We mapped factors that could help or hinder conservation policies to concentrate agriculture on less land while conserving and restoring native vegetation
In September of 2015, I was introduced to the concept of land sparing by conservation scientist Ben Phalan, who became my postdoctoral advisor in Brazil. He led a research project called “Linking the sustainable intensification of agriculture with sparing land for nature”, with the collaboration of other scientists, including Agnieszka Latawiec, Andrew Balmford and Bernardo Strassburg. At that time, Brazil was experiencing a moment of great incentive for research, and many external scientists were encouraged by the Brazilian Federal Government’s Science Without Borders Program to develop original research within the country. I had the opportunity to develop part of this project during my postdoc.
The idea proposed in the project was innovative and original, and a challenge for me. The general proposal of the project was to map conservation priorities, food production potential and socio-economic variables likely to influence the success of land sparing policies in Brazil. We know that Brazil has the potential to develop its agricultural sector without further deforestation or land-clearing, with modest yield increases on land that has already been cleared. Concentrating food production in this way on existing pastures and farmland, while protecting and restoring natural habitats, is called “land sparing”.
However, big questions remain about how and where to make land sparing happen in practice (Opportunities and constraints for land sparing in Brazil). There may be more need for land sparing in some regions than others (for example, where there are many endemic species) and there are a range of factors that could help or hinder the success of land-sparing policies such as land-use zoning and economic incentives (How can higher-yield farming help to spare nature?). We decided to bring together spatial data on a range of relevant conditions and institutional constraints and map them at a fine scale, to understand this challenge better.
We compiled a set of economic, social and environmental spatial data to quantify potential to increase the production of seven crops and beef and milk in each of the 5570 Brazilian municipalities, as well as identifying priority areas for conservation and restoration of forests, savanna and other habitats. Although Brazil has relatively good spatial data availability, compared to many countries, we had a hard time finding data on some of the land cover, social and economic variables that we needed. We spent months searching and selecting the most suitable variables, adapting data from global models and for some variables, calculating the first estimates at Brazilian municipality level scale. These data are now available to anyone who wishes to use them, as part of our open-access paper (we thank Nature Scientific Reports for a fee waiver which made this possible).
From this set of variables, compiled over two years, we provided the first dataset identifying which Brazilian municipalities have the most favorable conditions for increasing the production of crops, beef, and milk on existing cultivated land, and where conditions appear to be most favourable to spare land for nature. Surprisingly, although pasture occupies much more land in Brazil and is infamous for its low yields, we found that increasing yields on cropland could make a larger contribution to the food supply. However, improving yields on pastures offers – in conjunction with conservation policies – greater potential to spare land for nature; production on pasture has the potential to increase by 113%, while crops could only increase by 25%. We stress that it is not necessary to increase yields to this extent to contribute to land sparing. Modest yield increases, using sustainable practices, would be sufficient to avoid the need to clear more land for agriculture.

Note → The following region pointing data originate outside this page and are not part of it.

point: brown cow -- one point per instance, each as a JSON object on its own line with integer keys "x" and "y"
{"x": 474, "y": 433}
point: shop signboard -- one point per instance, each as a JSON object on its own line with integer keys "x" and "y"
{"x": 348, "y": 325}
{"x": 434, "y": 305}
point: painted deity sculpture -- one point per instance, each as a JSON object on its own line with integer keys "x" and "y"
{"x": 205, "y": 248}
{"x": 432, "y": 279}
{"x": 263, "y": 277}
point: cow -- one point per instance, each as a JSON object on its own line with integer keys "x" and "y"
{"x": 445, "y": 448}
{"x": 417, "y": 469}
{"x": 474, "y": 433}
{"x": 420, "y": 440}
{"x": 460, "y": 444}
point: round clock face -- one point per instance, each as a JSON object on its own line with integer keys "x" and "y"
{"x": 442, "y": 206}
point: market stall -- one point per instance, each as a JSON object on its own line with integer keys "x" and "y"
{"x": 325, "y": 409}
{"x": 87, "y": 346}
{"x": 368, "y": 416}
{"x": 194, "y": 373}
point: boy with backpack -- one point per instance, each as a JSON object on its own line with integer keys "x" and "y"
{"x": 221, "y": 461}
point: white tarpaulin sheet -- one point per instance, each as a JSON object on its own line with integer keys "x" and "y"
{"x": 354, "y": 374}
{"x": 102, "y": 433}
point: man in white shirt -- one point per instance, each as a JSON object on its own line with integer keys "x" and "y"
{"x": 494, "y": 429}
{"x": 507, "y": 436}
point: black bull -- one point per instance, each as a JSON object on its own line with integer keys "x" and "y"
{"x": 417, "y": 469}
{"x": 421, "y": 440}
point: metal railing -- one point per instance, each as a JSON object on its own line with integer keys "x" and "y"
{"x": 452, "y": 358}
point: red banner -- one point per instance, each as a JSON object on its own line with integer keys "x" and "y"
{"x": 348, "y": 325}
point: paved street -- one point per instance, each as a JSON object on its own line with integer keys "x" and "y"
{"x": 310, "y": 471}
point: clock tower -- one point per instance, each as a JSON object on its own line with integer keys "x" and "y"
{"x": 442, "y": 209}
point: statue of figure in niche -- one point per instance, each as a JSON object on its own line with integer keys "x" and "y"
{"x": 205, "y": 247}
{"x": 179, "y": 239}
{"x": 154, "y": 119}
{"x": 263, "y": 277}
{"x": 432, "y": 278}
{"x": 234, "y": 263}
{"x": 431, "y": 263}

One of the interesting, but not unexpected, findings was that we could quantify how much more productive croplands are than pastures. The seven crops we looked at contribute seven times more food energy to the domestic food supply than pastures, from one-third as much land area. In addition to land use policies, these numbers suggest that shifting patterns of consumption towards plant-based foods, and reducing food waste, could help greatly in reducing the environmental footprint of food production in Brazil, as has been found in other parts of the world.

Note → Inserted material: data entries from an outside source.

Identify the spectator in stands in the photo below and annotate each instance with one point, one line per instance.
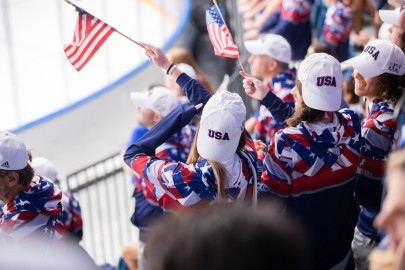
(396, 18)
(269, 60)
(154, 104)
(376, 74)
(221, 164)
(227, 238)
(32, 203)
(337, 28)
(391, 219)
(310, 165)
(292, 21)
(71, 216)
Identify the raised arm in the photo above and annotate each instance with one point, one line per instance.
(255, 88)
(194, 91)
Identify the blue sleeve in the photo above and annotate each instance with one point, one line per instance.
(279, 109)
(137, 133)
(161, 132)
(194, 91)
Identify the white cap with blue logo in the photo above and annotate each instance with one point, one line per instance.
(321, 77)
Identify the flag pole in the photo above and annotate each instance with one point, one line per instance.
(118, 32)
(220, 14)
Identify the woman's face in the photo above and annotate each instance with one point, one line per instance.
(365, 86)
(396, 34)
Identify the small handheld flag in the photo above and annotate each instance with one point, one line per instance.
(219, 34)
(90, 34)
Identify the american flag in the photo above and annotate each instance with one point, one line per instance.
(219, 34)
(90, 34)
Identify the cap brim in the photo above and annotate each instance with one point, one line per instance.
(139, 99)
(327, 102)
(389, 16)
(364, 66)
(254, 46)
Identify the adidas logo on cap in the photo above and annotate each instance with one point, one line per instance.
(5, 164)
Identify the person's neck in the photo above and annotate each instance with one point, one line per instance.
(327, 118)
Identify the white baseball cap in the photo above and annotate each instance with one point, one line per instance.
(44, 167)
(395, 17)
(273, 45)
(378, 57)
(321, 77)
(221, 125)
(160, 99)
(13, 152)
(189, 70)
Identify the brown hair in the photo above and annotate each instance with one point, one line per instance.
(390, 87)
(220, 171)
(305, 113)
(396, 160)
(181, 55)
(24, 175)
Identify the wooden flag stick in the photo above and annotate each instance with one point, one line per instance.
(220, 14)
(118, 32)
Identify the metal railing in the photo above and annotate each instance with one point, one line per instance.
(104, 192)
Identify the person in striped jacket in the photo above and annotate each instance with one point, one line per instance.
(310, 165)
(377, 72)
(221, 166)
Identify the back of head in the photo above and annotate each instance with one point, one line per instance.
(221, 126)
(379, 57)
(275, 46)
(159, 98)
(394, 17)
(13, 152)
(321, 77)
(227, 238)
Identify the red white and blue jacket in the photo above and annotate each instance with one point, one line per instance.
(33, 216)
(293, 23)
(311, 169)
(378, 137)
(177, 184)
(266, 125)
(71, 217)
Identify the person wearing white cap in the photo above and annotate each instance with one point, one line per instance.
(155, 103)
(32, 204)
(377, 75)
(221, 165)
(269, 60)
(310, 165)
(71, 215)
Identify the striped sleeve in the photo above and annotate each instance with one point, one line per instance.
(378, 135)
(173, 182)
(277, 167)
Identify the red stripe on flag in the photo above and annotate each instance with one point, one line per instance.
(90, 34)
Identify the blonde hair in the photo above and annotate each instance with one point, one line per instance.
(396, 160)
(220, 172)
(181, 55)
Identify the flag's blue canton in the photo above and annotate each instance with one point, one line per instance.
(213, 16)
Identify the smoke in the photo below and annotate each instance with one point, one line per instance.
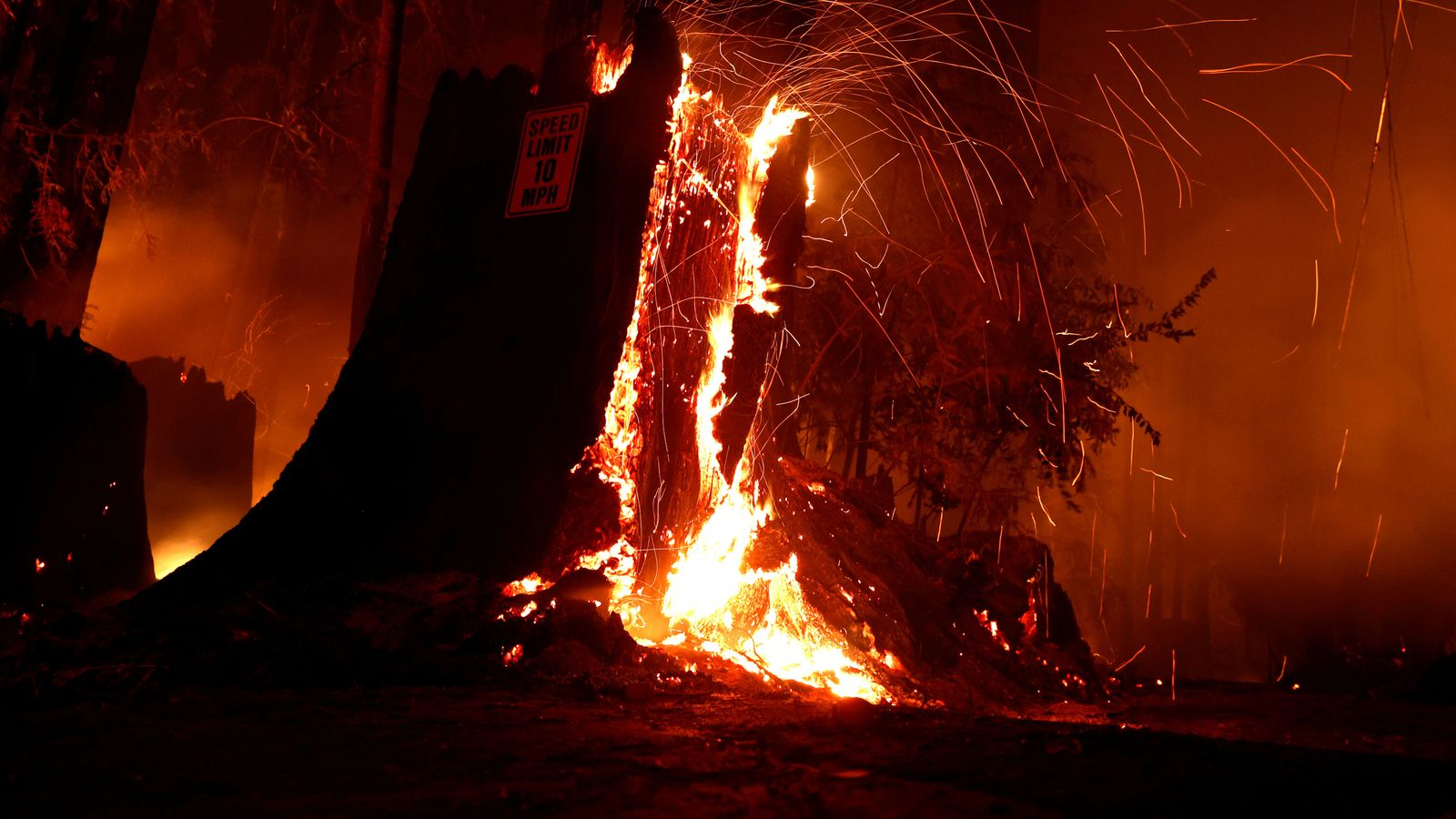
(1290, 438)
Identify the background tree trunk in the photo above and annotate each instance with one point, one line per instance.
(380, 162)
(70, 77)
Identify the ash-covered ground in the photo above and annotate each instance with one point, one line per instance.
(584, 751)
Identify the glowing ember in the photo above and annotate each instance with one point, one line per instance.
(753, 617)
(609, 67)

We identified areas of high conservation importance distributed across all of the country’s domains, from the Amazon to the Pampas. However, our maps make especially clear the importance of the Atlantic Forest, with its many endemic species, for both conservation and forest restoration. Across the country, we found relatively few municipalities where it would be appropriate to encourage yield increases without improving conservation at the same time; in other words, land sparing within as well as between municipalities will be important if irreplaceable biodiversity is not to be lost. When we analyzed the constraints to the establishment of land sparing policies, some municipalities had none of the constraints we obtained data for. In short, these municipalities, where land sparing policies might be most successful, are concentrated in São Paulo and Minas Gerais states in the Atlantic Forest domain.

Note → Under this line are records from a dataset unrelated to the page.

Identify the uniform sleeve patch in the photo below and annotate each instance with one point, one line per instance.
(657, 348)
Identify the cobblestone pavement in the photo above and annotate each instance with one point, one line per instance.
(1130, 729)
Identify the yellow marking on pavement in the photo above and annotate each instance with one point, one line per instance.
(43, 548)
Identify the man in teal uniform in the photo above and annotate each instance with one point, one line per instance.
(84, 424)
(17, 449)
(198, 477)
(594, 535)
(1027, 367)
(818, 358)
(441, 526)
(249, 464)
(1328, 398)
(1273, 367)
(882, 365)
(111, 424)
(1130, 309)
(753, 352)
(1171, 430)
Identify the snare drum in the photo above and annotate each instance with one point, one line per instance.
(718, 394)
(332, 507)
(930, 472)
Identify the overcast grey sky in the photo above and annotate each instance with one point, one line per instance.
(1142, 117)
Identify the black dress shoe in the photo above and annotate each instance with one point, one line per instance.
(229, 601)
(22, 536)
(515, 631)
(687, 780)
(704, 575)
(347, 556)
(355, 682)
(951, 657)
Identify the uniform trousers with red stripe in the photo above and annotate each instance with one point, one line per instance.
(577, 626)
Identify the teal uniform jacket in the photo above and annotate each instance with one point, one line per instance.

Our dataset may serve as a useful source of information at the municipality level for efforts to reconcile food production and nature conservation in Brazil. In addition, the framework we developed can clarify how we might think about the potential and challenges involved in planning land-sparing policies. We hope that it will be used by environmental decision-makers, scientists, and NGOs to help identify where their efforts might be most impactful, and to better understand what factors need to take into account at a local scale for successful conservation.